Summary
S&P Global Inc. (SPGI) reported a significant increase in revenue for the three and six months ended June 30, 2022, driven primarily by the acquisition of IHS Markit completed in February 2022. Revenue for the three months increased by 42% to $2.99 billion, and for the six months by 31% to $5.38 billion, compared to the prior year periods. Despite the substantial revenue growth, diluted earnings per share (EPS) attributable to S&P Global Inc. common shareholders decreased by 13% for the three months to $2.86, though it increased by 12% for the six months to $7.17. This divergence is largely attributable to significant merger-related expenses, higher amortization of intangible assets, and the recognition of substantial gains from divestitures in the current period, which masked the underlying operational performance. The company also saw a significant increase in debt, largely due to the IHS Markit acquisition, which led to a considerable rise in interest expenses. Key strategic initiatives for the company include integrating the IHS Markit acquisition, focusing on growth areas like ESG and energy transition, and enhancing digital capabilities. While the company executed substantial divestitures to meet regulatory requirements for the merger, the overall financial picture reflects the immediate costs and complexities associated with integrating a large acquisition alongside ongoing market dynamics.
Financial Highlights
54 data points| Revenue | $2.99B |
| Cost of Revenue | $1.01B |
| Gross Profit | $1.99B |
| SG&A Expenses | $768.00M |
| Operating Expenses | $2.08B |
| Operating Income | $1.48B |
| Interest Expense | $90.00M |
| Net Income | $972.00M |
| EPS (Basic) | $2.87 |
| EPS (Diluted) | $2.86 |
| Shares Outstanding (Basic) | 338.00M |
| Shares Outstanding (Diluted) | 339.30M |
Key Highlights
- 1Revenue surged by 42% (three months) and 31% (six months) year-over-year, largely driven by the acquisition of IHS Markit.

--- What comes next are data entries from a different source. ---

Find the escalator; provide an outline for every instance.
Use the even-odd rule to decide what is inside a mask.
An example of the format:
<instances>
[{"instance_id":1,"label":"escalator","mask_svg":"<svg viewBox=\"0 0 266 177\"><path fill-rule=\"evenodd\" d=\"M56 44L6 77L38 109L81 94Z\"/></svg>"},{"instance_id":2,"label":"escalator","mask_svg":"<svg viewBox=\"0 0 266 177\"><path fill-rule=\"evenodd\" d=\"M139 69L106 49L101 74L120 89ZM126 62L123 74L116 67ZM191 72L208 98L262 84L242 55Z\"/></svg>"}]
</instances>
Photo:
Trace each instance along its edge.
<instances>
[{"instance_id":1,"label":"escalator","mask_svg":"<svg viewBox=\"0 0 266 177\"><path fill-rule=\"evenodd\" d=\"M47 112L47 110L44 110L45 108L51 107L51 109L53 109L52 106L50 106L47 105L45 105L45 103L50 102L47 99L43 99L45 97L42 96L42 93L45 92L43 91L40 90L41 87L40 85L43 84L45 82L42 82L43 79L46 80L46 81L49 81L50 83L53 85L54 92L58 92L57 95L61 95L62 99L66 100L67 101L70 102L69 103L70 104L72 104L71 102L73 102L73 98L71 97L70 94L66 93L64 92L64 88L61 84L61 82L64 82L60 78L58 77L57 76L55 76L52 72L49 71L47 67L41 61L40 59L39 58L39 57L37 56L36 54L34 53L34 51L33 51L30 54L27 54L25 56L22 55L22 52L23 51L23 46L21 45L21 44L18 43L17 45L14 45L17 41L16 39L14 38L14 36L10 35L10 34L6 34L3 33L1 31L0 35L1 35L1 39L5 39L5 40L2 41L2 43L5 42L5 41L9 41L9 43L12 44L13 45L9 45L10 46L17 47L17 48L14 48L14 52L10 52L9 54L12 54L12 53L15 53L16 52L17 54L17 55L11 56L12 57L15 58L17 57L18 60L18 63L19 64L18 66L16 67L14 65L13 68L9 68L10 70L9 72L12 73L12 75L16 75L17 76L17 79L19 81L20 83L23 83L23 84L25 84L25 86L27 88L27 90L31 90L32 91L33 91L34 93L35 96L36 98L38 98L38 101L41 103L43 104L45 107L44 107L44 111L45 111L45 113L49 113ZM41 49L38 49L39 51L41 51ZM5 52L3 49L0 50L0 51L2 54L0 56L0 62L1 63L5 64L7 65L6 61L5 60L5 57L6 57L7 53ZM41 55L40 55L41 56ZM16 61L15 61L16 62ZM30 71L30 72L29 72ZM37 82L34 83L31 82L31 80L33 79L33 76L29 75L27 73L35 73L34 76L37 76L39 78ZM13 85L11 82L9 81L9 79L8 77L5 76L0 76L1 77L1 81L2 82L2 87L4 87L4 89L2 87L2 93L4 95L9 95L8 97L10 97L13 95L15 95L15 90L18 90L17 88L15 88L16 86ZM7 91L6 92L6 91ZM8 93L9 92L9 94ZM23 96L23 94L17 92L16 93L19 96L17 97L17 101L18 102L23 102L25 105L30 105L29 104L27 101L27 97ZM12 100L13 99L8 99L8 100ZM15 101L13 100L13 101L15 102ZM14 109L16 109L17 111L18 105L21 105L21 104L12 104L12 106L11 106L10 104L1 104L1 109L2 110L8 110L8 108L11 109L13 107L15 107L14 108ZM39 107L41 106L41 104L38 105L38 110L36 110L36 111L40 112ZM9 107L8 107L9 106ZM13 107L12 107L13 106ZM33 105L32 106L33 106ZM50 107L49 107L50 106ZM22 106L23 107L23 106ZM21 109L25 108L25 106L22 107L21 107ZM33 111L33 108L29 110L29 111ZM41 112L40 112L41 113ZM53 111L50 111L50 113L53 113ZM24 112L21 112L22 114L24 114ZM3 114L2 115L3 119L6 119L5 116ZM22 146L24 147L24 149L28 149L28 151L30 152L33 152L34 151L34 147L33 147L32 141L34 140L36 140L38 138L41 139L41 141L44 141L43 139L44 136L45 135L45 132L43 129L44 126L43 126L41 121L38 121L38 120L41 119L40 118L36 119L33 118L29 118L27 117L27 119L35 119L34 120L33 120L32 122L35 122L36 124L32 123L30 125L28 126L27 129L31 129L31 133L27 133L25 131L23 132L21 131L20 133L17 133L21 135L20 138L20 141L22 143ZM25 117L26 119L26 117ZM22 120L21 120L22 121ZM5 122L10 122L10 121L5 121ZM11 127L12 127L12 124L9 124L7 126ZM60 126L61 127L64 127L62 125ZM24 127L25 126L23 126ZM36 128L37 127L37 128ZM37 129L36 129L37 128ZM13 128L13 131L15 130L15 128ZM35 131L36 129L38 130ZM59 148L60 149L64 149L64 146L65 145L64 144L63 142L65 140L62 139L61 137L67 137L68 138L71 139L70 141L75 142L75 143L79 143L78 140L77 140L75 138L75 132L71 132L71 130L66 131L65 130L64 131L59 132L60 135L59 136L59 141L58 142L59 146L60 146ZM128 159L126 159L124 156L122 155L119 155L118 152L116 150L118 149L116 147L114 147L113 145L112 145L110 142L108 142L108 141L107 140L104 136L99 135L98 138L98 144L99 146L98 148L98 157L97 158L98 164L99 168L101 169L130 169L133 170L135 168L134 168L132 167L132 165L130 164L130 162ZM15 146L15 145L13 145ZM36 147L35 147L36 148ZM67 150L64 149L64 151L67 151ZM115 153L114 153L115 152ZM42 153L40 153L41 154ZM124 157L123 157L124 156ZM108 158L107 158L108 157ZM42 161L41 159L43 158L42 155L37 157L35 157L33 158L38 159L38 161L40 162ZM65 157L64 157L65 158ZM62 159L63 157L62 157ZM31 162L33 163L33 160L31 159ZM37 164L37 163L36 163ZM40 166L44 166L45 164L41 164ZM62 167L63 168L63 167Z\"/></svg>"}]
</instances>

- 2Diluted EPS decreased by 13% for the quarter but increased by 12% for the six-month period, impacted by merger-related expenses and divestiture gains.
- 3Significant increases in operating-related expenses (90% for three months, 67% for six months) and selling & general expenses (103% for three months, 133% for six months) were primarily due to merger integration costs and higher compensation.
- 4Amortization of intangible assets rose dramatically due to the IHS Markit acquisition, contributing to a significant increase in total expenses.
- 5The company completed several material divestitures (CUSIP Global Services, LCD, Base Chemicals, OPIS) as part of regulatory approvals for the IHS Markit merger, recognizing substantial gains on some sales.
- 6Total debt increased significantly from $4.11 billion to $10.78 billion, largely due to debt assumed as part of the IHS Markit acquisition and subsequent new debt issuances.
- 7Share repurchases amounted to $8.5 billion in the first six months of 2022, a substantial increase compared to no cash repurchases in the prior year period.